The veterans’ home in Arlington will be designed to house 144 U.S. military veterans in a dozen 12-person “pod” arrangements.
Currently, there are Tennessee State Veterans Homes in Murfreesboro, Humboldt and Knoxville.
The future Brigadier General Wendell H. Gilbert Tennessee State Veterans Home in Clarksville is expected to open this summer, tentatively at the end of August.
See more information at tsvh.org/index.html.
Don Swogger said the challenge is the requirement to raise 35 percent of the cost locally, or about $25.5 million.
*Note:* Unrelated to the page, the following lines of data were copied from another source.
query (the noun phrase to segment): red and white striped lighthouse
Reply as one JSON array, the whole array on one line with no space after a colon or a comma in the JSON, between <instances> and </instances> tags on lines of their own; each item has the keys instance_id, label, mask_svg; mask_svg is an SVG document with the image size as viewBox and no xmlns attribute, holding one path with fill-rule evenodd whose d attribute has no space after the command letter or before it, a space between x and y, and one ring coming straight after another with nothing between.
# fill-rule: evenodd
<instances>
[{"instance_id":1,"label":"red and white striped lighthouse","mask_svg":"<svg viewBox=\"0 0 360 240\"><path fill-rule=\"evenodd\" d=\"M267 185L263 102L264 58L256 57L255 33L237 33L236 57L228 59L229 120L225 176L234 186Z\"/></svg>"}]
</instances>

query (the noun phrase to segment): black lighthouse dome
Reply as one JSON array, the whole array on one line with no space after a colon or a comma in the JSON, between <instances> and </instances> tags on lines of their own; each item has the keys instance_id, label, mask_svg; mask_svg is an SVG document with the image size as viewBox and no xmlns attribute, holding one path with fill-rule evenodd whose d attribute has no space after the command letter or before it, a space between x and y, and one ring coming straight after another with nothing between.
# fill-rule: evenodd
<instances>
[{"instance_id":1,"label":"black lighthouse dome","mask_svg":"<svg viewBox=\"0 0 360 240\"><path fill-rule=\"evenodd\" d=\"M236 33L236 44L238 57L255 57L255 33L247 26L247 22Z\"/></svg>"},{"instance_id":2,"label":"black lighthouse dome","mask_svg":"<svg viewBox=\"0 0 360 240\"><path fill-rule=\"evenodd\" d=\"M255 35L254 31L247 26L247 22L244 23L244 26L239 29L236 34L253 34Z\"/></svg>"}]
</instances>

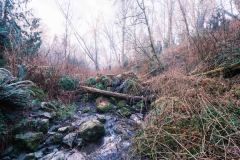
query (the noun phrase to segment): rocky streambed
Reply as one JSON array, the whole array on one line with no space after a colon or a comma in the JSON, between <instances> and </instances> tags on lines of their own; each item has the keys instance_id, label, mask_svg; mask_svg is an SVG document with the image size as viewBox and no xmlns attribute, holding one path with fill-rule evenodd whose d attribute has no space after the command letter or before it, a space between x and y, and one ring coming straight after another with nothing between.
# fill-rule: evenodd
<instances>
[{"instance_id":1,"label":"rocky streambed","mask_svg":"<svg viewBox=\"0 0 240 160\"><path fill-rule=\"evenodd\" d=\"M16 126L14 141L1 154L1 159L129 159L131 138L142 125L145 105L143 101L81 94L71 118L55 120L59 107L42 102Z\"/></svg>"},{"instance_id":2,"label":"rocky streambed","mask_svg":"<svg viewBox=\"0 0 240 160\"><path fill-rule=\"evenodd\" d=\"M131 138L143 118L141 113L128 117L110 111L99 113L95 103L78 103L72 118L64 121L51 123L50 113L39 114L38 118L34 115L34 120L27 122L35 123L30 131L21 126L16 142L2 159L127 159Z\"/></svg>"}]
</instances>

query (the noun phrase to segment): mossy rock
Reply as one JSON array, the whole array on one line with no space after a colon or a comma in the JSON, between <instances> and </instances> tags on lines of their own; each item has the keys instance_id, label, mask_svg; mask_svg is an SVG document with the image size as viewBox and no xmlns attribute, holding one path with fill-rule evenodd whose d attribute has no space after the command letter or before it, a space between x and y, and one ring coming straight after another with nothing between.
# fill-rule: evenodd
<instances>
[{"instance_id":1,"label":"mossy rock","mask_svg":"<svg viewBox=\"0 0 240 160\"><path fill-rule=\"evenodd\" d=\"M48 129L49 129L49 119L38 118L38 119L22 120L19 124L17 124L14 127L13 132L15 134L22 133L22 131L35 131L35 132L47 133Z\"/></svg>"},{"instance_id":2,"label":"mossy rock","mask_svg":"<svg viewBox=\"0 0 240 160\"><path fill-rule=\"evenodd\" d=\"M100 121L89 120L80 125L78 133L83 140L94 142L105 135L105 129Z\"/></svg>"},{"instance_id":3,"label":"mossy rock","mask_svg":"<svg viewBox=\"0 0 240 160\"><path fill-rule=\"evenodd\" d=\"M100 113L106 113L109 112L112 109L112 104L109 102L101 102L99 105L97 105L97 111Z\"/></svg>"},{"instance_id":4,"label":"mossy rock","mask_svg":"<svg viewBox=\"0 0 240 160\"><path fill-rule=\"evenodd\" d=\"M108 76L102 76L101 83L103 84L103 86L108 87L111 86L112 80Z\"/></svg>"},{"instance_id":5,"label":"mossy rock","mask_svg":"<svg viewBox=\"0 0 240 160\"><path fill-rule=\"evenodd\" d=\"M97 111L100 113L109 112L113 108L113 105L109 102L109 100L103 97L96 99L96 106Z\"/></svg>"},{"instance_id":6,"label":"mossy rock","mask_svg":"<svg viewBox=\"0 0 240 160\"><path fill-rule=\"evenodd\" d=\"M142 92L142 86L133 79L126 79L119 87L117 91L125 94L139 95Z\"/></svg>"},{"instance_id":7,"label":"mossy rock","mask_svg":"<svg viewBox=\"0 0 240 160\"><path fill-rule=\"evenodd\" d=\"M19 148L34 151L40 145L43 140L42 132L27 132L23 134L17 134L15 141Z\"/></svg>"}]
</instances>

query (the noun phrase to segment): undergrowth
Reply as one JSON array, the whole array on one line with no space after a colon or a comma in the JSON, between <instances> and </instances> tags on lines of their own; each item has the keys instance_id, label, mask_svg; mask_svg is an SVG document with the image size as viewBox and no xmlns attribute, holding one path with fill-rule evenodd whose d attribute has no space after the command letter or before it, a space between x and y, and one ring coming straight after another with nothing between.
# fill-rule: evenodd
<instances>
[{"instance_id":1,"label":"undergrowth","mask_svg":"<svg viewBox=\"0 0 240 160\"><path fill-rule=\"evenodd\" d=\"M155 106L133 140L133 153L150 159L239 158L240 108L201 103L188 108L171 97Z\"/></svg>"},{"instance_id":2,"label":"undergrowth","mask_svg":"<svg viewBox=\"0 0 240 160\"><path fill-rule=\"evenodd\" d=\"M177 74L155 77L148 84L159 98L133 138L132 157L240 157L240 103L232 94L235 85Z\"/></svg>"}]
</instances>

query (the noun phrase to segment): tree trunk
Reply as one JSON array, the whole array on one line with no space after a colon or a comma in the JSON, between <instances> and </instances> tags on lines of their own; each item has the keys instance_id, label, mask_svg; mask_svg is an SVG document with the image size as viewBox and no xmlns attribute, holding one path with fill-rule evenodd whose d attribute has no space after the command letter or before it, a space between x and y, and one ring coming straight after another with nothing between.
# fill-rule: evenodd
<instances>
[{"instance_id":1,"label":"tree trunk","mask_svg":"<svg viewBox=\"0 0 240 160\"><path fill-rule=\"evenodd\" d=\"M173 38L172 38L172 20L173 20L173 11L174 11L174 2L170 0L170 5L168 9L168 32L167 32L167 47L172 45Z\"/></svg>"},{"instance_id":2,"label":"tree trunk","mask_svg":"<svg viewBox=\"0 0 240 160\"><path fill-rule=\"evenodd\" d=\"M153 97L131 96L128 94L110 92L110 91L100 90L97 88L92 88L92 87L87 87L87 86L80 86L79 91L85 91L85 92L100 94L100 95L104 95L104 96L117 97L120 99L129 100L129 101L140 101L140 100L149 101L149 100L151 100L151 98L153 98Z\"/></svg>"}]
</instances>

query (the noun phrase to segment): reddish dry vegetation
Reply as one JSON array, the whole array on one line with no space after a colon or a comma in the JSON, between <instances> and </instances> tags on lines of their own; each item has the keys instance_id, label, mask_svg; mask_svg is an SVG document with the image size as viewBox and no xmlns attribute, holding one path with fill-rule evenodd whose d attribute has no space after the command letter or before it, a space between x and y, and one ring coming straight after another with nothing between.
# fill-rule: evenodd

Some of that amount is already committed:
- $10 million, already committed by the State of Tennessee
- $2 million, already committed by the Shelby County
- $2 million, a challenge grant approved by the Memphis-based Plough Foundation
Approximately $11.5 million remains to be raised, and another $45.5 million will come from the U.S. Department of Veterans Affairs. In earlier interviews, a contact with the Tennessee Department of Veterans Affairs estimated land costs at $410,000.
WTVH must show that all the funding is available by July 2016 for construction to begin in 2017. If that target is missed, WTVH will lose its place in the line of municipalities vying to get a veterans’ home in their area. Currently, there are three other cities behind Arlington, waiting for their chance, and one of them already is fully funded.
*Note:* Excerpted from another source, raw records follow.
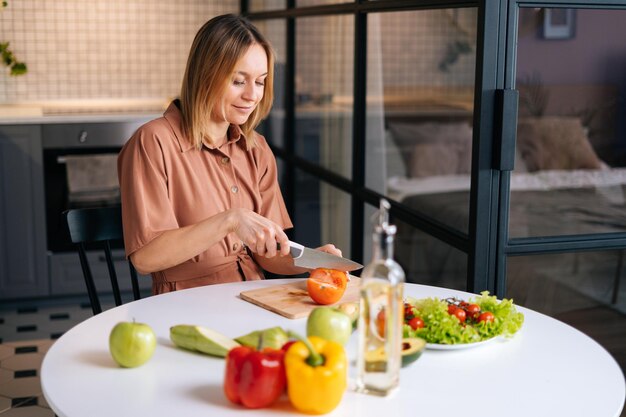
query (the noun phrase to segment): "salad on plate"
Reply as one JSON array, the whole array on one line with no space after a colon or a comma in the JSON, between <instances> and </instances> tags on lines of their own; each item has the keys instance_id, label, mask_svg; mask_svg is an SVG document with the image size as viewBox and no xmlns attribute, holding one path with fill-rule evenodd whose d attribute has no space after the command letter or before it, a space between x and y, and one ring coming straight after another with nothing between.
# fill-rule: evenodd
<instances>
[{"instance_id":1,"label":"salad on plate","mask_svg":"<svg viewBox=\"0 0 626 417\"><path fill-rule=\"evenodd\" d=\"M524 315L512 300L498 300L483 291L469 300L407 298L404 302L403 337L420 337L426 347L470 347L496 336L512 337L522 327Z\"/></svg>"}]
</instances>

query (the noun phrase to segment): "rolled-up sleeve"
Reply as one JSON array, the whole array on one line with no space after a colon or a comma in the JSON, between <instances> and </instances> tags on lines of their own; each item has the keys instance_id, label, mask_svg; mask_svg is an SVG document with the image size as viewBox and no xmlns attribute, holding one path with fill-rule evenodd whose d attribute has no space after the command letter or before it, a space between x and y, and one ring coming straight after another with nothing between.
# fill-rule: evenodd
<instances>
[{"instance_id":1,"label":"rolled-up sleeve","mask_svg":"<svg viewBox=\"0 0 626 417\"><path fill-rule=\"evenodd\" d=\"M124 245L130 256L166 230L178 228L168 191L168 169L159 135L163 119L142 126L118 156ZM167 133L167 132L166 132Z\"/></svg>"}]
</instances>

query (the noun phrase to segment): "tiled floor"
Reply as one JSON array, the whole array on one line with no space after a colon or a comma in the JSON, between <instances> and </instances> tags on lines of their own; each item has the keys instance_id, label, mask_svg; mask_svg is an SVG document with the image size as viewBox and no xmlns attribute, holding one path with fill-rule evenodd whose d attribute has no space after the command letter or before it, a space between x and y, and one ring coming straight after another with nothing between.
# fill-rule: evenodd
<instances>
[{"instance_id":1,"label":"tiled floor","mask_svg":"<svg viewBox=\"0 0 626 417\"><path fill-rule=\"evenodd\" d=\"M92 315L88 304L0 310L2 417L54 417L41 392L41 362L56 339Z\"/></svg>"},{"instance_id":2,"label":"tiled floor","mask_svg":"<svg viewBox=\"0 0 626 417\"><path fill-rule=\"evenodd\" d=\"M92 315L88 304L0 311L0 342L58 339L64 332Z\"/></svg>"},{"instance_id":3,"label":"tiled floor","mask_svg":"<svg viewBox=\"0 0 626 417\"><path fill-rule=\"evenodd\" d=\"M0 414L2 417L53 417L39 382L39 370L52 339L0 345Z\"/></svg>"}]
</instances>

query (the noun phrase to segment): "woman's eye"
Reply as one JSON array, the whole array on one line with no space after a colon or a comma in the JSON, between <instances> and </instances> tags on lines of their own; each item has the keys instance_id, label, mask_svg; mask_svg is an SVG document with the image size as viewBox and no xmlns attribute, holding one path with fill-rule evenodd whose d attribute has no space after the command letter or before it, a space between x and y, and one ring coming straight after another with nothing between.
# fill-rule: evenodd
<instances>
[{"instance_id":1,"label":"woman's eye","mask_svg":"<svg viewBox=\"0 0 626 417\"><path fill-rule=\"evenodd\" d=\"M257 81L256 85L258 85L259 87L265 87L265 81Z\"/></svg>"},{"instance_id":2,"label":"woman's eye","mask_svg":"<svg viewBox=\"0 0 626 417\"><path fill-rule=\"evenodd\" d=\"M234 85L244 85L245 83L245 81L233 80Z\"/></svg>"}]
</instances>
These projects take a long time to plan, get approval and raise funding. The application for this home was submitted in August 2004.
Currently, veterans’ home projects are planned for every other year from 2017 (for the one in Arlington) through 2025.
“If we lose out in 2017, we don’t know where the next window is going to appear,” Don Swogger said. “So we feel we’re working on a short leash.”
One fund-raising tool is the WTVH’s Project 100. It asks, “How much is a veteran’s service to our country worth?” If it is worth at least $100, then businesses, churches and other organizations are asked to pledge $100 for each veteran in their midst. Brochures and signage are available for Project 100.
“We’re putting our heart and effort and toil and tears into this project,” Don Swogger said. “We’re asking you to find out how you can support this project.”